Kerja Sampingan Ramang
Pekerjaan sampingan Ramang sebelum
dikontrak PSM adalah kernet dan tukang becak. Namun akhirnya ia
meninggalkan dua pekerjaan tersebut, bukan karena gajinya di PSM
mencukupi, namun ia lebih mencintai sepakbola. Hal tersebut membuat
kehidupan Ramang yang saat itu sudah berkeluarga, sangat memprihatinkan.
Keluarganya tinggal menumpang di rumah seorang teman.
Dukungan dari sang istri yang tabah
dan setia membuat Ramang dapat fokus bermain bola. Sampai akhirnya bakat
luar biasa Ramang membuatnya terpilih memperkuat tim nasional Indonesia
(kala itu bernama tim PSSI) pada tahun 1952.

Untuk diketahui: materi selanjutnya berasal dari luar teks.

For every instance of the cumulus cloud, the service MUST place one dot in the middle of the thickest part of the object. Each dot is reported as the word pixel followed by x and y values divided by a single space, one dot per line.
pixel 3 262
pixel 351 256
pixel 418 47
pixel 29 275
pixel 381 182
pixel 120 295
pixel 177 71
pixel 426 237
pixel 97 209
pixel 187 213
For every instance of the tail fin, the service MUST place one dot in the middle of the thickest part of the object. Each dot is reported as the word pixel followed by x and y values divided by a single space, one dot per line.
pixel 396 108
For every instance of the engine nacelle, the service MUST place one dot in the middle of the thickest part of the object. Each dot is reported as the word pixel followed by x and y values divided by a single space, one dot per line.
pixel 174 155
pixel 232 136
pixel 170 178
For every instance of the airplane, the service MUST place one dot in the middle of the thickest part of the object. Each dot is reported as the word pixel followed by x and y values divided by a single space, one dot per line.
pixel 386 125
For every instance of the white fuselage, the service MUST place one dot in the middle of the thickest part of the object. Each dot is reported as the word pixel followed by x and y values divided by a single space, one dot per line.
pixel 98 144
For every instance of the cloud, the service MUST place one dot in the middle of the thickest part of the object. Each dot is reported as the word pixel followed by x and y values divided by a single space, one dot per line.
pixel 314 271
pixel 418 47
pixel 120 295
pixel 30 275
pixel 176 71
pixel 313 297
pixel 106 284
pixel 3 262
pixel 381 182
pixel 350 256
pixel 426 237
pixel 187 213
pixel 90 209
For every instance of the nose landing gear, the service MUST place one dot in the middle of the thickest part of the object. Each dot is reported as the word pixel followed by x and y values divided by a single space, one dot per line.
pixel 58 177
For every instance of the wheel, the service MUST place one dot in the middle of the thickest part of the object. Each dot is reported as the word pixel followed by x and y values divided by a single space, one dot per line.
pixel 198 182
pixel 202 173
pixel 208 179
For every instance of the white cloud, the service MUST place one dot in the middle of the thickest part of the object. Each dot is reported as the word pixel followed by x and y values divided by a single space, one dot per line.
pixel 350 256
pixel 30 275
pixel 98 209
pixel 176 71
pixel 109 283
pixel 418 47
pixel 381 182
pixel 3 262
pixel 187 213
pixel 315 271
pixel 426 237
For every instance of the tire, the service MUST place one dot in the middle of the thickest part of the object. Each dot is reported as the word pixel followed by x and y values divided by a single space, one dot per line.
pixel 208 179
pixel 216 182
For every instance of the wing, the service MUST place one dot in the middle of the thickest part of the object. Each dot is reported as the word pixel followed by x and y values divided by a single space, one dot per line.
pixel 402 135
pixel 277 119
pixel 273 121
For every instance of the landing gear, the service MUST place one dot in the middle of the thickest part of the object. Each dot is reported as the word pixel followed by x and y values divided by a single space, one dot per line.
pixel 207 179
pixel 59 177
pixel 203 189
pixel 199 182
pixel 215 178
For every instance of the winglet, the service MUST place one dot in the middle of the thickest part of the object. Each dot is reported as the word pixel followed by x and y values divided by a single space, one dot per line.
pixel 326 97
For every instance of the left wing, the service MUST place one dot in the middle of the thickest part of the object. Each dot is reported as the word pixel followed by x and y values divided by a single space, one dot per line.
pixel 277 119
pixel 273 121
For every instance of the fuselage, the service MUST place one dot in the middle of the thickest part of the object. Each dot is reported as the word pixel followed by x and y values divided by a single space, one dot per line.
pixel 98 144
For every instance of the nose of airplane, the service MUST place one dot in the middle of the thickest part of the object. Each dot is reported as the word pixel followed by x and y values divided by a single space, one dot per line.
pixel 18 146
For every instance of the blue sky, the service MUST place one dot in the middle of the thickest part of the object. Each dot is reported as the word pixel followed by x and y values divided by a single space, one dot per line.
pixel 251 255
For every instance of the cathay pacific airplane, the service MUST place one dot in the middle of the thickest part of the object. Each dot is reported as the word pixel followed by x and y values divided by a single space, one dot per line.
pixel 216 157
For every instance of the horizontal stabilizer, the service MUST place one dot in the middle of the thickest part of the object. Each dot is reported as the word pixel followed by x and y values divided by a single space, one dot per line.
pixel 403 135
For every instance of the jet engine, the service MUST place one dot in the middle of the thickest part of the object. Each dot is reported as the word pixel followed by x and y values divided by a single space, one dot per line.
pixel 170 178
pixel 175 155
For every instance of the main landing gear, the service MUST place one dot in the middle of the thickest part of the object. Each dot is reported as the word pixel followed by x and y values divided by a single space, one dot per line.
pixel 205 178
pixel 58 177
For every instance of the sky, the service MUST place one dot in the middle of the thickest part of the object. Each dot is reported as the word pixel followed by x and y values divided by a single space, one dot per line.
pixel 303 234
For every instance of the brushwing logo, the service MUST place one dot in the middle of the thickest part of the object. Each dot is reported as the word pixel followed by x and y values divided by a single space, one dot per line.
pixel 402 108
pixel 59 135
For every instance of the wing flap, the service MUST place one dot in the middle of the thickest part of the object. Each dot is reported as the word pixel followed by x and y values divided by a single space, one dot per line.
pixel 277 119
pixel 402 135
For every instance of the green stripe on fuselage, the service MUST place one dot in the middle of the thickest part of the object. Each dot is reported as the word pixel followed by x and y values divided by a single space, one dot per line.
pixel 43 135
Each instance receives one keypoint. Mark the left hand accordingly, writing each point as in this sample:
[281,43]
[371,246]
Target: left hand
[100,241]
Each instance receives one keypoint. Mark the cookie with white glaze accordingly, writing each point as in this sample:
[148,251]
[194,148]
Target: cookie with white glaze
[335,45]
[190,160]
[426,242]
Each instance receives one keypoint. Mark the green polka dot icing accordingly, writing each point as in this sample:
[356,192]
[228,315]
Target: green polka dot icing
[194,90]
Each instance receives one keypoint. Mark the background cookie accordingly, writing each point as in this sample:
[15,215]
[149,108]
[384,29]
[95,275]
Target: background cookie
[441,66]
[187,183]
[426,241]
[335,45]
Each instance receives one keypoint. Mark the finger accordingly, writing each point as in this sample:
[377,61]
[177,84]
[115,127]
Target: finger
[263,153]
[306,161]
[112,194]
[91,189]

Kiprah Gemilang Ramang di Kancah Internasional
Prestasi Ramang di tingkat nasional
amat cemerlang. dirinya dikenal sebagai striker haus gol yang tak lelah
bergerak ke segala arah dengan kecepatan tinggi sambil melepas tendangan
dnegan akurasi tinggi. Pada lawatannya tahun 1954 ke berbagai negeri
Asia (Filipina, Hongkong, Muangthai, Malaysia) PSSI hampir menyapu
seluruh kesebelasan yang dijumpai dengan gol menyolok. Dari 25 gol (dan
PSSI hanya kemasukan 6 gol) 19 di antaranya lahir dari kaki Ramang.
Ketajaman Ramang membuat nama
Indonesia disegani di tingkat sepakbola dunia. Beberapa tim terbaik
dunia kala itu berebutan ingin menjajal kekuatan timnas Indonesia. Mulai
dari Yugoslavia yang gawangnya dijaga Beara, salah satu kiper terbaik
dunia waktu itu, klub Stade de Reims dengan si kaki emas Raymond Kopa,
kesebelasan Rusia dengan kiper top dunia Lev Yashin, klub Locomotive
dengan penembak maut Bubukin, sampai Grasshopers dengan Roger
Vollentein.
Namun Ramang adalah pribadi yang rendah
hati, ia mengatakan bahwa prestasi timnas kala itu tak lepas dari
perjuangan rekan-rekannya, bukan dirinya semata. Ramang adalah
pesepakbola dengan bakat alami murni. Sebagai penyerang, ia kerap
mencetak gol dari berbagai sudut, bahkan sudut mustahil sekalipun.
Permainannya pun sedap dipandang mata. Salah satu kemampuan khusus
Ramang adalah tendensi dan presisi untuk melepaskan tembakan salto. Tak
jarang ia merobek jala lawan dengan sepakan akrobatik yang aduhai. Satu
di antaranya yang paling diingat adalah saat PSSI mengalahkan RRC dengan
skor 2-0 di Jakarta. Kedua gol itu lahir dari kaki Ramang, satu di
antaranya tembakan salto. Kelihaian Ramang di lapangan bola membuat
seluruh Indonesia mengenalnya. Bahkan pada era akhir 50 an, banyak
ibu-ibu menamai anak mereka ‘Ramang’.
Pertandingan paling berkesan adalah
ketika Indonesia bertemu Uni-Soviet di Olimpiade Melbourne 1956. Kala
itu Uni-Soviet memegang predikat sebagai salah satu raja sepakbola
dunia, dengan pertahanan yang digalang kiper legendaris Lev Yashin.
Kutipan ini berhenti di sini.